THE LOVE LIST by Canada’s prolific writer of romantic comedies Norm Foster is a play I wasn’t familiar with. The emphasis is definitely on comedy in this unlikely script. Bill, a rather dull statistician, and his best friend Leon, a mediocre novelist, make a list of 10 desirable characteristics for Bill’s ideal woman. When Justine shows up at Bill’s door both plot and character begin to take multiple unexpected and very funny twists. I don’t want to give away any of the many surprises, so I’ll only say all three characters remain surprisingly three-dimensional in the midst of the comic mayhem of Act II.
Designer Anthony Krivitski has created a good realistic living room with an attached kitchen, complete with baseball memorabilia and an interesting wine rack. He’s dressed the set with piles of newspapers and box files, in addition to the multitude of props provided by Sharon Reynolds. Rachel Budin’s lighting is perfect for a comedy.
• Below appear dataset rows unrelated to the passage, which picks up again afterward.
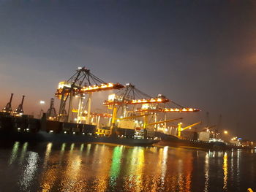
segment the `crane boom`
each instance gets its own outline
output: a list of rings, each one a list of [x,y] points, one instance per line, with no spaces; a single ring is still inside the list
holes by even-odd
[[[178,123],[178,137],[181,137],[181,131],[184,131],[184,130],[186,130],[187,128],[190,128],[190,127],[192,127],[192,126],[196,126],[196,125],[198,125],[198,124],[200,124],[200,123],[202,123],[202,121],[199,121],[199,122],[197,122],[197,123],[194,123],[194,124],[192,124],[192,125],[190,125],[190,126],[187,126],[187,127],[184,127],[184,128],[181,128],[181,124],[182,124],[182,123]]]
[[[130,117],[125,117],[125,118],[116,118],[116,119],[118,119],[118,120],[133,119],[133,118],[141,118],[141,117],[147,116],[147,115],[151,115],[151,114],[144,114],[144,115],[133,115],[133,116],[130,116]]]
[[[148,126],[153,126],[153,125],[161,124],[161,123],[171,122],[171,121],[174,121],[174,120],[180,120],[180,119],[183,119],[183,118],[176,118],[176,119],[169,119],[169,120],[167,120],[158,121],[158,122],[149,123],[149,124],[148,124]]]
[[[209,128],[214,128],[214,127],[216,127],[217,125],[214,125],[214,126],[208,126],[208,127],[206,127],[206,128],[203,128],[202,131],[204,131],[207,129],[209,129]]]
The costumes designed by Patti Pawliczak are excellent, especially Bill’s dorky shirts and Justine’s elbow-length daisy-trimmed rubber gloves.
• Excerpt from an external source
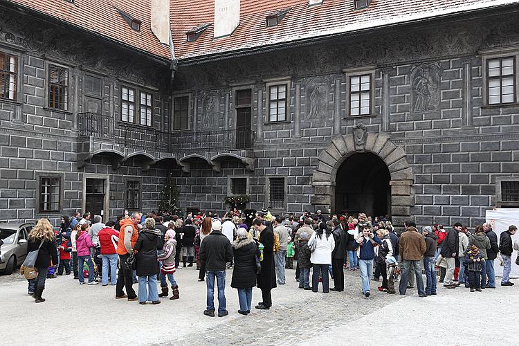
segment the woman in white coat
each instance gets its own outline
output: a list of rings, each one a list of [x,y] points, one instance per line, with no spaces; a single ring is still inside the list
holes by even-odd
[[[319,224],[319,227],[310,237],[309,246],[315,242],[315,250],[310,256],[310,262],[313,268],[312,273],[312,291],[317,292],[319,286],[319,274],[322,277],[322,292],[329,292],[328,266],[331,264],[331,251],[335,248],[335,240],[331,231],[325,222]],[[312,247],[312,246],[311,246]]]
The cast are all good actors with good comic timing. Bill Saunders is very good as the novelist Leon, an unrepentant ladies’ man. He has one of my favorite lines. After hearing a rather graphic description from Bill he responds, “. . . I want to take out my brain and boil it to get rid of that image.”
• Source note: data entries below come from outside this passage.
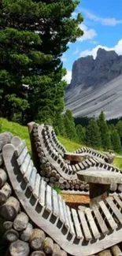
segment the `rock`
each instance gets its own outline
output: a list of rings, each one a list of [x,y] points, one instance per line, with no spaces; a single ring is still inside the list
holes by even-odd
[[[98,49],[96,59],[92,56],[80,58],[72,66],[71,84],[68,91],[81,87],[100,86],[122,74],[122,56],[114,50]]]
[[[75,117],[97,117],[102,109],[106,119],[119,118],[121,95],[122,56],[98,49],[95,60],[87,56],[74,62],[65,100]]]

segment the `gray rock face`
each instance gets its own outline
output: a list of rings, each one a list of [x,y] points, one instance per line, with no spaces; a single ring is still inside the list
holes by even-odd
[[[95,60],[76,61],[65,99],[74,117],[98,117],[102,109],[106,119],[122,117],[122,56],[99,49]]]
[[[96,59],[92,56],[80,58],[72,66],[70,91],[77,86],[99,86],[112,80],[122,74],[122,56],[114,50],[106,51],[98,49]]]

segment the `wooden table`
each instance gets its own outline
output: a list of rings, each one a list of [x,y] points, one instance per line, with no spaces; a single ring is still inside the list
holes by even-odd
[[[78,162],[80,162],[86,159],[86,154],[81,153],[65,153],[64,154],[64,159],[67,161],[70,161],[71,165],[75,165]]]
[[[109,196],[111,184],[122,183],[122,174],[94,167],[77,173],[78,178],[90,184],[90,205],[97,204]]]

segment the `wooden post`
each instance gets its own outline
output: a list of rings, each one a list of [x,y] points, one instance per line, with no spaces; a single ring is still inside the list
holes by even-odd
[[[29,245],[28,243],[17,240],[10,244],[9,252],[11,256],[28,256],[30,252]]]
[[[109,184],[90,183],[90,205],[98,204],[101,200],[105,200],[109,196]]]

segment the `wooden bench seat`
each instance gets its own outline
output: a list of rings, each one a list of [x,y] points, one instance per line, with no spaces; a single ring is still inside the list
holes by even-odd
[[[13,189],[38,227],[76,256],[81,252],[83,256],[91,255],[121,241],[121,196],[102,201],[95,209],[70,209],[37,173],[30,158],[27,164],[27,155],[24,141],[17,147],[12,143],[3,147],[3,160]]]
[[[81,187],[81,190],[84,189],[86,191],[87,189],[87,184],[83,186],[82,181],[80,180],[80,182],[79,182],[76,174],[78,171],[87,169],[88,168],[93,166],[94,166],[94,168],[97,167],[96,170],[98,170],[98,167],[112,170],[112,165],[106,164],[102,158],[90,158],[90,154],[89,157],[82,162],[78,162],[77,164],[74,165],[67,164],[64,161],[61,154],[57,151],[57,148],[55,147],[54,143],[50,136],[51,132],[53,131],[51,126],[44,124],[38,125],[35,123],[30,123],[28,127],[29,132],[31,130],[30,134],[32,146],[31,148],[34,160],[35,158],[35,165],[36,165],[38,172],[40,172],[42,168],[43,169],[44,169],[46,162],[47,161],[50,163],[50,169],[54,169],[57,173],[56,174],[57,180],[55,178],[56,176],[54,178],[51,177],[50,180],[49,176],[50,175],[50,173],[51,173],[51,171],[50,171],[50,173],[48,173],[46,171],[46,172],[45,170],[41,170],[41,174],[43,173],[43,175],[46,177],[46,180],[48,180],[47,182],[50,186],[52,186],[54,184],[54,186],[58,186],[58,187],[60,187],[61,189],[70,189],[71,187],[72,190],[80,190]],[[37,146],[33,150],[33,147],[35,143],[39,143],[39,147]],[[89,148],[87,147],[83,148],[83,150],[87,152],[90,151]],[[39,154],[39,152],[42,153]],[[61,176],[61,179],[59,178],[59,176]],[[62,178],[64,179],[64,183],[61,183],[61,185],[58,180],[60,179],[60,181],[61,181]],[[69,184],[69,181],[72,181],[72,184]],[[120,188],[120,187],[119,187]],[[116,187],[113,187],[113,191],[115,188]]]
As the mysterious Justine, Rachel Cornish is splendid and also has the longest legs I’ve seen since FOLLIES. Her lecture to Leon is terrific and all her twists in Act II are hilarious and beautifully done. Jarel Davidow is excellent as the hapless Bill. His Act I story of Justine is quite touching and he manages to keep Bill believable throughout his emotional roller coaster. Mr. Davidow is especially good at befuddlement.
Artistic Director Terry Rabine has done a nice job of staging and directing THE LOVE LIST. I especially like his music choices. He’s helped his actors maintain their three-dimensional aspects so that the many laughs come from situation and character rather than just from jokey lines. The play is a good choice for light summer entertainment. By the way, this intimate theatre has very good sight lines and the food is excellent.
On a scale of one to five the Lake George Dinner Theatre production of THE LOVE LIST gets four and two- thirds steamboats. For North Country Public Radio I’m Connie Meng.